From experience to veganism

Experience

Twenty-seven years have passed since my first contribution appeared in the Friend and, with my ninetieth birthday imminent, the time has come for me to put down my pen.

To ‘sign off’ I have chosen a passage from Thomas Kelly’s Reality of the Spiritual World that is relevant to today’s discussions (Pendle Hill Pamphlet no. 21 1942 (reprinted)).

‘But there is a wholly different way of being sure that God is real. It is not an intellectual proof, a reasoned sequence of thoughts.
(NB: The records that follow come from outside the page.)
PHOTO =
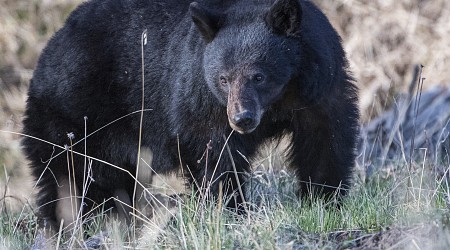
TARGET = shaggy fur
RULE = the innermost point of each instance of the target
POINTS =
(259, 67)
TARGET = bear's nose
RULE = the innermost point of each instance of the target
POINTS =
(244, 120)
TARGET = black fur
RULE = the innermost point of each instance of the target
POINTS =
(265, 68)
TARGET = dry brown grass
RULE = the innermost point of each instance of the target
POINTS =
(383, 39)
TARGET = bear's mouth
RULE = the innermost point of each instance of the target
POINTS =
(242, 130)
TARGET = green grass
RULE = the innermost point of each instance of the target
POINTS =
(383, 210)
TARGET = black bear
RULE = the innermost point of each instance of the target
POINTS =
(221, 78)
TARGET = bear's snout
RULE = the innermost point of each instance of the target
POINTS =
(244, 122)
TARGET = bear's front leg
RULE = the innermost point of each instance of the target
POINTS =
(322, 152)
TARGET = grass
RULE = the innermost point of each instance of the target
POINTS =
(397, 207)
(408, 209)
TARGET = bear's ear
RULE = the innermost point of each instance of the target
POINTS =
(284, 17)
(208, 22)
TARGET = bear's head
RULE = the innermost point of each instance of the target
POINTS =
(251, 55)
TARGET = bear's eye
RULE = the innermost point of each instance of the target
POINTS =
(258, 78)
(223, 81)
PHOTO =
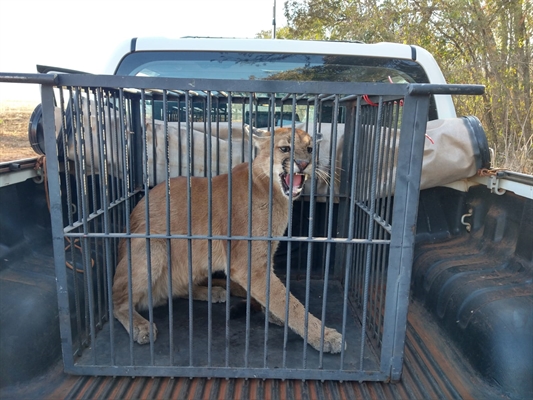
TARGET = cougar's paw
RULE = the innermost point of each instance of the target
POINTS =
(141, 332)
(218, 294)
(332, 341)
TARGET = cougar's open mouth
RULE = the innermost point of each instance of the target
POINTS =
(298, 181)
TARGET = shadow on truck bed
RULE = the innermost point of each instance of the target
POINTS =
(469, 329)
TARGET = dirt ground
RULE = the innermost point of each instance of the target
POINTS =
(14, 118)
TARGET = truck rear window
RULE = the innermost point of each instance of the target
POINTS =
(269, 66)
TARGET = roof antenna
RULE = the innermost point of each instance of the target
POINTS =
(274, 21)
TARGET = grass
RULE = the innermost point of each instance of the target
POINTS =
(14, 119)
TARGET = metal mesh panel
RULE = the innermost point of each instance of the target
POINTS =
(336, 256)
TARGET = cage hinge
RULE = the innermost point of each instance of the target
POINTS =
(467, 225)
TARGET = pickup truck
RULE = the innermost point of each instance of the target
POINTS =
(413, 248)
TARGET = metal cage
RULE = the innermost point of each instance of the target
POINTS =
(346, 254)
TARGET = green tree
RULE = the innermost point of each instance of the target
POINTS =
(474, 41)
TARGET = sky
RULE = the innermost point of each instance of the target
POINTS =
(82, 34)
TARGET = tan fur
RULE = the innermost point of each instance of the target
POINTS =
(239, 248)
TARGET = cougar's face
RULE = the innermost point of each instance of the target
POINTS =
(288, 149)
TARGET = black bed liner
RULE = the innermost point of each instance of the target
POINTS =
(437, 365)
(433, 369)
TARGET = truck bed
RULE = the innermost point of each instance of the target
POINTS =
(433, 369)
(440, 361)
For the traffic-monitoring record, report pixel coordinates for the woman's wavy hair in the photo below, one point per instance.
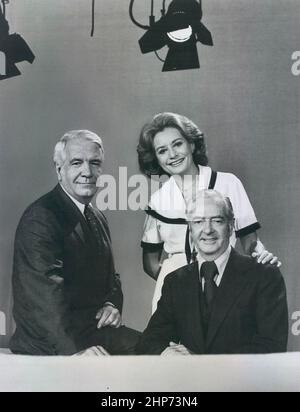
(146, 153)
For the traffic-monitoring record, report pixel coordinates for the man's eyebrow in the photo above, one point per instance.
(76, 159)
(212, 217)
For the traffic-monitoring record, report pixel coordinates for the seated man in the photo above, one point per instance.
(224, 303)
(67, 295)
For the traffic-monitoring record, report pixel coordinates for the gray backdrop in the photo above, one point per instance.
(244, 97)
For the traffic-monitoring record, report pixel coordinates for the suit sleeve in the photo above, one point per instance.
(38, 282)
(115, 294)
(271, 315)
(162, 328)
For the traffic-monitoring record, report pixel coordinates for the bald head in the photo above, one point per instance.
(60, 149)
(211, 221)
(78, 158)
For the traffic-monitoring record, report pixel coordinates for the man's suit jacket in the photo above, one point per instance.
(61, 278)
(249, 312)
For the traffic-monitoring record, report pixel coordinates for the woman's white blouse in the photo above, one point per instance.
(166, 215)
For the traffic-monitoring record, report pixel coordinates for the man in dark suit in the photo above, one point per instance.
(67, 295)
(224, 303)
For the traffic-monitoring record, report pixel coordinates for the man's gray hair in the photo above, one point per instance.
(60, 147)
(196, 205)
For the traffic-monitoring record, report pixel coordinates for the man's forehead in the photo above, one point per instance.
(81, 147)
(208, 207)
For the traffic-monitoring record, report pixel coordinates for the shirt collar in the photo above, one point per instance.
(80, 206)
(221, 262)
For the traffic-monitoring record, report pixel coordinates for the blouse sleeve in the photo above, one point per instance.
(151, 239)
(245, 219)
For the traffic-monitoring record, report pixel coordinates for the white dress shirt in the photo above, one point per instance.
(221, 264)
(80, 206)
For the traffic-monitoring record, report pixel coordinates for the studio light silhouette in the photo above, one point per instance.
(180, 29)
(13, 50)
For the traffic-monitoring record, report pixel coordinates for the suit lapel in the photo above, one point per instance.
(191, 306)
(233, 283)
(74, 217)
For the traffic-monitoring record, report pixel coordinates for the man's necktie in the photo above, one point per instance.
(93, 224)
(209, 271)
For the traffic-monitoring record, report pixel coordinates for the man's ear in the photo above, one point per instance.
(58, 168)
(231, 227)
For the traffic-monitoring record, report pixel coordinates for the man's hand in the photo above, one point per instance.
(176, 350)
(94, 351)
(109, 316)
(264, 257)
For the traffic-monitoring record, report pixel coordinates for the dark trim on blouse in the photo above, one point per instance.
(152, 247)
(248, 230)
(164, 219)
(213, 180)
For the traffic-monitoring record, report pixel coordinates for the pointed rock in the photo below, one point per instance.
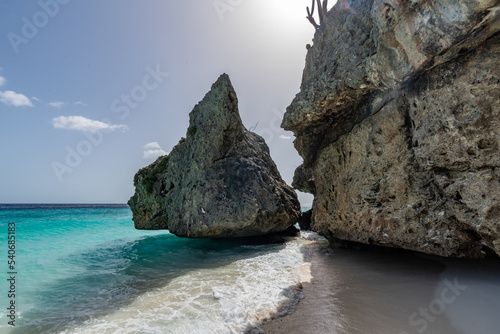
(218, 182)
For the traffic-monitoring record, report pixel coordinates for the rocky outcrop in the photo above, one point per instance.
(398, 118)
(219, 181)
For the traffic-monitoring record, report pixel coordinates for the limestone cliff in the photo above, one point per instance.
(220, 181)
(398, 121)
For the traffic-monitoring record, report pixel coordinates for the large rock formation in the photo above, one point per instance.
(218, 182)
(398, 119)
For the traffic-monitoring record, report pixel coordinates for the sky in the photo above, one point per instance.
(91, 91)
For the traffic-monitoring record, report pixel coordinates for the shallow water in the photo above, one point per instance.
(382, 292)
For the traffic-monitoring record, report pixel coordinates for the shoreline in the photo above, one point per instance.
(362, 291)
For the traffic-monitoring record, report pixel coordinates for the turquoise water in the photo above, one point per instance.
(85, 269)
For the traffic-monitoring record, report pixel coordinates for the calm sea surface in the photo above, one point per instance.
(85, 269)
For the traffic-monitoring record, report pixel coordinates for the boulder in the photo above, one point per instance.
(220, 181)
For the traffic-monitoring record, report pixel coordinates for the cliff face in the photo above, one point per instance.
(218, 182)
(398, 121)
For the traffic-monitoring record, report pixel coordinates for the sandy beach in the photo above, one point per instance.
(384, 292)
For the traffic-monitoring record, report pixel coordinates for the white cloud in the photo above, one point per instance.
(57, 104)
(153, 150)
(285, 137)
(80, 123)
(14, 99)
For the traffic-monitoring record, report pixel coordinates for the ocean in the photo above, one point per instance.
(85, 269)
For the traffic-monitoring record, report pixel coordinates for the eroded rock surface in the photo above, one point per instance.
(218, 182)
(398, 118)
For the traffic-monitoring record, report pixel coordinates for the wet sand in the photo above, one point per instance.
(384, 292)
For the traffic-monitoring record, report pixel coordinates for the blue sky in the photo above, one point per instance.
(91, 91)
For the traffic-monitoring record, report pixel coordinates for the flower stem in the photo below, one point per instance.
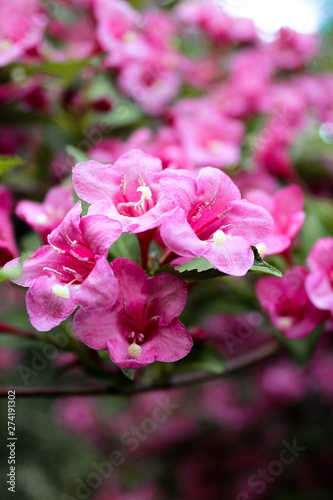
(243, 362)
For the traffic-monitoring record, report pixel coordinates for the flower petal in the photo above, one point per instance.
(46, 309)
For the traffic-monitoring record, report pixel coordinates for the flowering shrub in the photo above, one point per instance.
(150, 160)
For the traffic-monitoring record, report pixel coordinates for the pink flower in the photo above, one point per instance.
(143, 327)
(207, 137)
(21, 28)
(72, 270)
(292, 50)
(8, 248)
(117, 33)
(151, 81)
(287, 303)
(211, 220)
(46, 216)
(319, 283)
(286, 208)
(127, 191)
(210, 17)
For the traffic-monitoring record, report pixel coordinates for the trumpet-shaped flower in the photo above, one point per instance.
(127, 191)
(286, 208)
(46, 216)
(210, 219)
(287, 303)
(143, 327)
(319, 283)
(72, 270)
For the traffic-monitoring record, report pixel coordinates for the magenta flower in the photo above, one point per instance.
(143, 327)
(72, 270)
(319, 283)
(207, 137)
(117, 32)
(21, 27)
(46, 216)
(8, 248)
(286, 301)
(211, 220)
(151, 82)
(127, 191)
(286, 208)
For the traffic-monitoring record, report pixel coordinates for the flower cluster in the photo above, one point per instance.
(188, 130)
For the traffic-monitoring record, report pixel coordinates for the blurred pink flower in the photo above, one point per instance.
(287, 303)
(46, 216)
(319, 283)
(207, 137)
(22, 24)
(8, 248)
(143, 327)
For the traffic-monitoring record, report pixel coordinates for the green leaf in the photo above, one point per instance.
(200, 269)
(13, 273)
(301, 350)
(7, 162)
(260, 266)
(203, 358)
(66, 70)
(126, 246)
(77, 154)
(128, 372)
‘It is the fact that men experience the presence of God. Into our lives come times, when all unexpectedly, (He) shadows over us, steals into the inner recesses of our souls, and lifts us up in a wonderful joy and peace. Sometimes these moments of visitation come to us in strange surroundings – on lonely country roads, in a classroom, at the kitchen sink. Sometimes they come in the hour of worship, when we are gathered into one holy Presence, who stands in our midst and welds us together in breathless hush. In such times of direct experience of Presence, we know that God is utterly real.

‘This evidence for the reality of God is the one the Quakers primarily appeal to. It is the evidence upon which the mystics of all times rest their testimony.

‘Quakerism is essentially empirical; it relies on direct and immediate experience.’